Acossado pela fome, pois seus filhos já apresentavam desnutrição, Zennoshin Shoji saiu do seu refúgio e se deslocou até a cidade de Barreirinha (AM) para comprar alimentos, e lá foi preso e torturado com chibatadas acusado ser espião de de Hitler.
Não seria forçoso inferir que, por trás da demonização, do atiçamento do ódio, xenofobia e da perseguição aos imigrantes japoneses, também estariam setores das elites econômicas e políticas locais e regionais, que se sentiram ameaçados em sua hegemonia pela nova economia da fibra.
Todo patrimônio dos koutakusseis foi confiscado pelo governo brasileiro como espólio de guerra e repassada à empresa J.G de Araújo, por intermédio de leilão.
Guerra das sementes
Quanto ao então persistente insucesso das sementes da juta asiática em solo amazônico, há uma teoria que dá substância a uma possível sabotagem dos indianos, segundo enfatizam Alfredo Kingo Oyama Homma, Neto de Ryota Oyama, e Aldenor da Silva Ferreira em artigo publicado no livro Imigração japonese na Amazônia – contribuição na agricultura e vinculo com o desenvolvimento regional (Edua, 2011). Eles teriam fornecido, deliberadamente, sementes de péssima qualidade aos japoneses, para se prevenir de uma iminente competição no mercado mundial.
A essa altura já era do conhecimento do mundo que o Brasil havia perdido a hegemonia da produção de borracha para a Malásia, então possessão britânica. Setenta mil sementes de seringueiras foram embarcadas em 1876, em Santarém (PA), para Londres, pelo britânico Henry Wickham, depois transplantadas para Malásia.
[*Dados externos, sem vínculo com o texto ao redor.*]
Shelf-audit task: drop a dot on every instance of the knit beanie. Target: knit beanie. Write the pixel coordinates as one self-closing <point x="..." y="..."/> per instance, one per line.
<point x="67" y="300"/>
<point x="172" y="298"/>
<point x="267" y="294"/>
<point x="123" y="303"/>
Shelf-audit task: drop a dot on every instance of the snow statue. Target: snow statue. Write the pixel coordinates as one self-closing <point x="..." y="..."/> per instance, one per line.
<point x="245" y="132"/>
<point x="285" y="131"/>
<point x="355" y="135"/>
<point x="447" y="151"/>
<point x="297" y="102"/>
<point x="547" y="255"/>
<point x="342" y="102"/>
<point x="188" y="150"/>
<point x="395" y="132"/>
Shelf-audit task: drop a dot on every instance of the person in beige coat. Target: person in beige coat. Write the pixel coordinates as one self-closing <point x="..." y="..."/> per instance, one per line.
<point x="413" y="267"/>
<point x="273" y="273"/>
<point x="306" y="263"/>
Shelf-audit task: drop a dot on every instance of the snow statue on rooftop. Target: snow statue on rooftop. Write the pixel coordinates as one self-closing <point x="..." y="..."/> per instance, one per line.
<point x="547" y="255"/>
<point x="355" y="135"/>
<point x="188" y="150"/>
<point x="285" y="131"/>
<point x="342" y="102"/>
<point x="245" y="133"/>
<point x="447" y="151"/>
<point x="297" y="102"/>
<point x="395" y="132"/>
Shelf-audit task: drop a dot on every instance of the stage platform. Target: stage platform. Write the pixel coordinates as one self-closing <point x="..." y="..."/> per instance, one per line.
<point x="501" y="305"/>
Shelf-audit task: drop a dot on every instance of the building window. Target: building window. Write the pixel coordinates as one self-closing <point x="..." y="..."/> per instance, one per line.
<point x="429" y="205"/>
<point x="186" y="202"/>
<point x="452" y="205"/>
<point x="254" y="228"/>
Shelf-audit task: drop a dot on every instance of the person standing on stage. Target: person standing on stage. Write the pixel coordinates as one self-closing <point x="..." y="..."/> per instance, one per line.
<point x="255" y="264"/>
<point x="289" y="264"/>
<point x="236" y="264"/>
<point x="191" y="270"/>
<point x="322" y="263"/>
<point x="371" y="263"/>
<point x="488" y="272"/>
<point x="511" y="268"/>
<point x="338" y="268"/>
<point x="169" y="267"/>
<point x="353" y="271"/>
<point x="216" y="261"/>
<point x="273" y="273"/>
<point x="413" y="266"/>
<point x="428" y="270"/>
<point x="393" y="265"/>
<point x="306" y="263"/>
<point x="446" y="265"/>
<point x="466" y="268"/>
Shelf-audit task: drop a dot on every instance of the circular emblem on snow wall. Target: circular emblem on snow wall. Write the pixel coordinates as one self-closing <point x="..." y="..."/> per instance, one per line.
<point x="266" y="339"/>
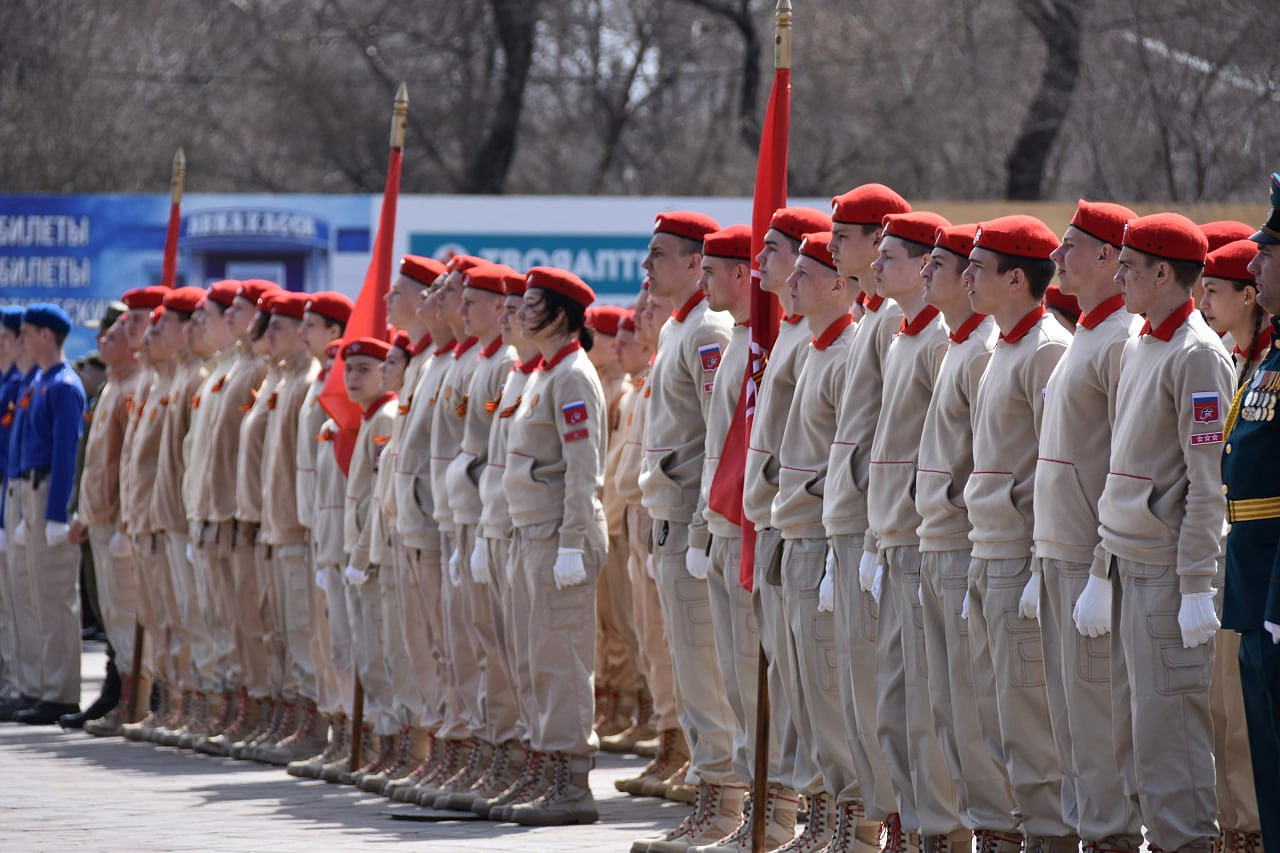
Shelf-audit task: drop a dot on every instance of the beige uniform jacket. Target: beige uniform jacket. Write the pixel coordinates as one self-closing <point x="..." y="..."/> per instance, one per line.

Ainda hoje persiste a polêmica se Sir Henry Wickham contrabandeou as sementes, se contou com a conivência das autoridades brasileiras ou se estava amparado por leis internacionais da época.
É certo, todavia, que a domesticação da seringueira e do quinino estava a cargo de funcionários britânicos do Ministério da Índia, o que reforça que a então colônia britânica conhecia os riscos econômicos que corria com o projeto japonês de produzir juta na Amazônia.
Esse contexto também corrobora com o fato de que Ryota Oyama é vítima de uma trama sórdida, típica das épocas sombrias, que visava, certamente, atingir os koutakuseis por intermédio do símbolo de um empreendimento que soergueu a economia do Amazonas.
Longe da pecha de contrabandista, Ryota Oyama foi um pesquisador empírico atento e persistente. Mas, infelizmente, os fantasmas do submundo da história também agem com tenacidade.